Big Data: Definition & Impact in BI

Most widely accepted definition of big data today is “3V“, where the V’s represent Velocity, Variety and Volume. This definition was first proposed by Gartner during the transition between Web 1.0 to Web 2.0. It is a generic definition where the behavior of data addresses the question of “how” within a specified time frame.

3V_Def1

    Volume: How much data is generated?
Velocity: How often the data changes?
Variety: How diverse is the total data set generate?

Whenever the term “Big Data” is encountered, an immediate connection is made with internet and social media. Twitter and Facebook are easy examples and are poster boys to show case all three factors that influence “Big Data”.

Large data sets came in to existence even before persistent data storage became reality. Remember punch cards to collect census information?  One common denominator before the turn of this century is that all large data sets did not conform the “3V” definition because they predominantly had only one or two characteristics out of three. Computing architecture, algorithms and several other advancements related to evolution of computing in general factored only what was required to solve the problem at hand. This resulted in specialized computers, that were developed for niche applications and were good at processing large data sets and crunching numbers. Super computers may be really really fast, but they were designed for specialized applications, which is precisely the reason why you find super computers in research labs or NASA or military.

 Big Data in today’s context is distributed in nature. With internet as backbone, data can be generated by either “human actions” or “programmed devices” and sent anywhere across the globe. Human based events are random in nature with high degree of unpredictability whereas devices are predictable in recording and sharing data.

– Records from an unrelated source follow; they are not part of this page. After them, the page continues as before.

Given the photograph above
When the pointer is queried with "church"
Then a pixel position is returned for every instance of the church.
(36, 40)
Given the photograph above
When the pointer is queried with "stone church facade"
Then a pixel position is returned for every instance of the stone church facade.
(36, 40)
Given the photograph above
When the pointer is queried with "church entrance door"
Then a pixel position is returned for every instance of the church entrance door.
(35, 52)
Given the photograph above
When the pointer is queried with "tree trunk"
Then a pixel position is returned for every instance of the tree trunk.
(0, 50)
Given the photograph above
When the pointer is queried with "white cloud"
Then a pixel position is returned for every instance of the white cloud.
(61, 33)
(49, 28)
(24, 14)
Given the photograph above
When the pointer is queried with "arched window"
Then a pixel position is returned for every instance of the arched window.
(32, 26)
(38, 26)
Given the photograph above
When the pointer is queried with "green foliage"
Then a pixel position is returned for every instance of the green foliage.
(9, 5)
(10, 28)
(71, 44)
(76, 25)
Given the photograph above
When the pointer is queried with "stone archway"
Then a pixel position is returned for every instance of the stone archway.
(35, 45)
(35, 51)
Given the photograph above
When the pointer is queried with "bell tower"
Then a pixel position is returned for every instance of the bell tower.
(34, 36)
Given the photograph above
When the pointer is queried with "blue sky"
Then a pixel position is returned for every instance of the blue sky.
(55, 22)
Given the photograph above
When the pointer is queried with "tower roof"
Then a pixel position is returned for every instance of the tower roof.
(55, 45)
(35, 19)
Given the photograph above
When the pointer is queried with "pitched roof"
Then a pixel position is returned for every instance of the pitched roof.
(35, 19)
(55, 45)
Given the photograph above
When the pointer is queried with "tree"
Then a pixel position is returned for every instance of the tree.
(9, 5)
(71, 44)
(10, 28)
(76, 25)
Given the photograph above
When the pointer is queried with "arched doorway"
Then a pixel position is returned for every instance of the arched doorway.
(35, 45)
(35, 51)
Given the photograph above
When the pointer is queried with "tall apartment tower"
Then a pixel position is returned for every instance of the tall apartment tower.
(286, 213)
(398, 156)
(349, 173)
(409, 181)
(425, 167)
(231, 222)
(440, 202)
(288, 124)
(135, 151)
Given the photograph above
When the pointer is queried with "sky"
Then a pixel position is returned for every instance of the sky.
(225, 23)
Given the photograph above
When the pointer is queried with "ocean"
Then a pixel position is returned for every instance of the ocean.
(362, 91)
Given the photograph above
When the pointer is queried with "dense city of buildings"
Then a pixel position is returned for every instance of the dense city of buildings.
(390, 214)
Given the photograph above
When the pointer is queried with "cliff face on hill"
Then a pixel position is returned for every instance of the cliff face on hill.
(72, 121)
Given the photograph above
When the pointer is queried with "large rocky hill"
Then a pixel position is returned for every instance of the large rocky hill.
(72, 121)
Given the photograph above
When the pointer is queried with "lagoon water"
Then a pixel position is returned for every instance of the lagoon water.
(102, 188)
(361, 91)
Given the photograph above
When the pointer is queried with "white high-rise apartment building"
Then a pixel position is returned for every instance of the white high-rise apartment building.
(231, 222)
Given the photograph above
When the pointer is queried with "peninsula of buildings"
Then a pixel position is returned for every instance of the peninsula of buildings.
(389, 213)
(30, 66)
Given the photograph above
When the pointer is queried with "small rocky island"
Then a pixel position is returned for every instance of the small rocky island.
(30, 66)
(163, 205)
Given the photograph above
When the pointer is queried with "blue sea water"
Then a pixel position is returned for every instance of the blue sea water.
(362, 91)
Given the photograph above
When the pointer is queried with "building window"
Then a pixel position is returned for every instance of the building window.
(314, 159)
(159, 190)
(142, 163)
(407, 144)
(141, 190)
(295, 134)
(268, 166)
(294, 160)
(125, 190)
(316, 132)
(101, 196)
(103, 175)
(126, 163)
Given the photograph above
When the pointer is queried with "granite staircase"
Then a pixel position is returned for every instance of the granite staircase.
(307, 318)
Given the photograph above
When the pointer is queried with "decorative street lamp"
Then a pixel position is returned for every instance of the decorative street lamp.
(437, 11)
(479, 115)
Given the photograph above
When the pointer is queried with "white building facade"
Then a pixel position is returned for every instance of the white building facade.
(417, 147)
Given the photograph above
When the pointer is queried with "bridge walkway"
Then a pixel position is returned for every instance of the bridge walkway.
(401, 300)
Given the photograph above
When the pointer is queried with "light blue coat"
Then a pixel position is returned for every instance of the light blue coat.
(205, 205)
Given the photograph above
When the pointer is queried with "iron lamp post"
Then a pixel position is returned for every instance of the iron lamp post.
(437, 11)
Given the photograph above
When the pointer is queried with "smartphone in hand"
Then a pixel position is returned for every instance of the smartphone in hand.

In reality, this is a problem to be solved and there are many approaches that can be adopted. Today, Big Data represents a set of tools, technologies and methodology that can be adopted by anyone that will facilitate in collecting, processing and analyzing data that is highly dynamic in nature, i.e. exhibit the 3V characteristics.

What has “Big Data” to do in Business Intelligence arena?

Businesses invest in a technology or platform only when an economic value associated with such an investment can be realized. Investments are predominantly made into the human angle of research and analytics.

First and foremost application of Big Data is focused on analyzing the various touch points that a business organization has with customers. Some examples of touch points are brand analysis, customer feedback or reviews, trends in behavior etc. Analysis in this area helps in fine tuning the sales, marketing, product design and delivery. Major advantage of adopting big data in this area is the extremely short feedback cycle, as a matter of fact it is instant.

Supply chain is another area where big data is making inroads, which is primarily driven due to the previous point.

There is still considerable interest in adopting big data methodologies for mainstream Business Intelligence needs, but this is an ongoing effort. Internet of Things is now mooted as the next leap in Big Data and Automating Analytics (or) Pervasive Analytics is looking close to reality.